Pour toutes ces raisons qui diminuent aussi bien les responsabilités que les prétentions des sapiens, je suis conduit évidemment à rejeter une représentation de l’univers qui serait d’abord dépendante de la perception qu’en a le cerveau de sapiens. Je pense que rien ne m’interdit d’avoir cette position, et je crois que toute l’histoire de l’ambition du susdit sapiens au moins dans les trois à cinq derniers siècles, la façon dont sa vanité l’a poussé dans les pièges les plus grossiers, me fait un devoir d’explorer effectivement dans cette voie qui repousse le diktat de la supériorité de la raison humaine. Ce n’est nullement réduire cette raison, l’attaquer, la mettre en cause, etc., c’est lui assigner sa vraie place, là où elle est utile, là où elle est glorieuse, dans une situation où elle retrouverait sa lucidité pour accepter ses limites et exercer son talent magnifique dans le respect loyal et sans compromis de ces mêmes limites. Il y a longtemps, pour notre malheur général dont nous goûtons aujourd’hui les fruits d’une épouvantable et catastrophique amertume, que la raison a cédé au vertige de la tentation, aux sirènes de sa vanité, pour se croire maîtresse du monde alors qu’elle ne faisait que capituler sous l’empire de la matière, en acceptant le contrat faustien qui la tient depuis prisonnière de cette force puissante que je nomme “déchaînement de la matière”, que je considère effectivement comme “la source de tous les maux”, – effectivement et en l’occurrence, le Mal absolu.

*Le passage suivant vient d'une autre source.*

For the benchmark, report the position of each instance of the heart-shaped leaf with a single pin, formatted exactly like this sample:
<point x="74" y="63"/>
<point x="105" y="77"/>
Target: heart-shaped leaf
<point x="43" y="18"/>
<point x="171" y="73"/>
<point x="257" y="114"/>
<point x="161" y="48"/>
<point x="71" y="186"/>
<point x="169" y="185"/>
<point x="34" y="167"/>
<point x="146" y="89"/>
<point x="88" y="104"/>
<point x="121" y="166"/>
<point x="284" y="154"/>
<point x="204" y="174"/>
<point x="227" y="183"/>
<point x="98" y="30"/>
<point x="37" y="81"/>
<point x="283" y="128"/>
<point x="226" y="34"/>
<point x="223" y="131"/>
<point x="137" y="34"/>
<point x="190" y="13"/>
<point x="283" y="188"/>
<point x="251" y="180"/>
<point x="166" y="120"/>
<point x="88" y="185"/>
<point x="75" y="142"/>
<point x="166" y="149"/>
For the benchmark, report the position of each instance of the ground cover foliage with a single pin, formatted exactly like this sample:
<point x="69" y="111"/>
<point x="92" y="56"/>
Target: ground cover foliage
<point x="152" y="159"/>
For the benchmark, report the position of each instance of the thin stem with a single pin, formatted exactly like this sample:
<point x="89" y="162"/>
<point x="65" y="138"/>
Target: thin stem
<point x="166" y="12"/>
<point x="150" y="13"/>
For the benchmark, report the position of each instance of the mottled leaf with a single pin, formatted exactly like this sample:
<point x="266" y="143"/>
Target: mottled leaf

C’est cette situation qui entretient l’angoisse qui nous habite et l’angoisse du monde telle que je l’ai décrite. En faisant la connexion entre les deux, nous découvrons l’imposture de la situation présente à laquelle notre raison subvertie s’est laissée prendre, et nous trouvons l’énergie de tenter de la dépasser en explorant une pensée haute, grâce à l’intuition haute enfin retrouvée, pour nous sortir de la prison de la crise du monde et pouvoir ainsi la contempler et la mesurer, en dehors d’elle et au dessus d’elle. Notez également, et ceci n’est pas indifférent, qu’“en faisant [cette] connexion entre les deux”, nous brisons une autre prison que nous impose le “Système-en-soi”, qui est la carapace de l’individualisme qui nous emprisonne dans notre angoisse. Il s’agit d’une libération vers la conscience collective que nourrira l’intuition haute, qui nous permettra de maîtriser psychologiquement la compréhension de la crise du monde, d’identifier pour être quitte de ce qu’elle a de si bas la cause et la facture mortifère de l’angoisse du monde. Sans cela, nous sommes emportés par la tempête du monde et les illusions, suscitées par elle, que nous entretenons à son égard. Sans cela, nous sommes perdus, dans le sens où nous ne sommes même pas prêts à accueillir et à comprendre les circonstances radicalement nouvelles qui naîtront évidemment de l’effondrement inéluctable de cette infamie qu’est le “Système-en-soi”.